SAMANA SUTTAM
(SHRAMANA SUTRA)
Première Partie
6. Préceptes sur les karmas (Karmasūtra)
(56)Si une chose a une certaine forme définie et si on la considère autrement,
si l’on agit comme si elle était autre ou si on la décrit autrement, c’est la
perversion.
(57)Chaque fois qu’une âme éprouve tel ou tel état mental, à ce moment même
des karmas bons ou mauvais s’attachent à elle.

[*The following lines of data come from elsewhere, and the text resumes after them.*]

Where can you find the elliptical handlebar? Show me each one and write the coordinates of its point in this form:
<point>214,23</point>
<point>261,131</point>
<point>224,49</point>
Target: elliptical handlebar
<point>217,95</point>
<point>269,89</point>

(58)Quiconque ne fait pas attention à ses activités physiques et à ses paroles
et convoite richesse et femme, accumule la poussière karmique de l’attachement
et de l’aversion, exactement comme un vers de terre accumule de la boue de
deux façons (i.e. intérieurement et extérieurement).
(59)Comme les karmas s’attachent à celui qui agit, ce dernier doit en souffrir
tout seul et ni les personnes de sa caste, ni ses amis, ni ses fils, ni ses
frères ne peuvent partager sa souffrance.
(60)De même qu’une personne est libre de grimper à un arbre mais n’a pas la
possibilité de s’arrêter quand elle tombe. De même, un être vivant est libre
d’accumuler des karmas mais, une fois ceux-ci accumulés, il est au-delà de son
pouvoir de contrôler leurs effets.
(61)Quelquefois (i.e. au moment de la fructification) les êtres vivants sont
contrôlés par les karmas, alors que d’autrefois (i.e. au moment de l’action)
les karmas sont contrôlés par eux, exactement comme au moment de prêter de
l’argent le créditeur est dans une position plus forte, alors qu’au moment de
le rendre, un débiteur est dans une position plus forte.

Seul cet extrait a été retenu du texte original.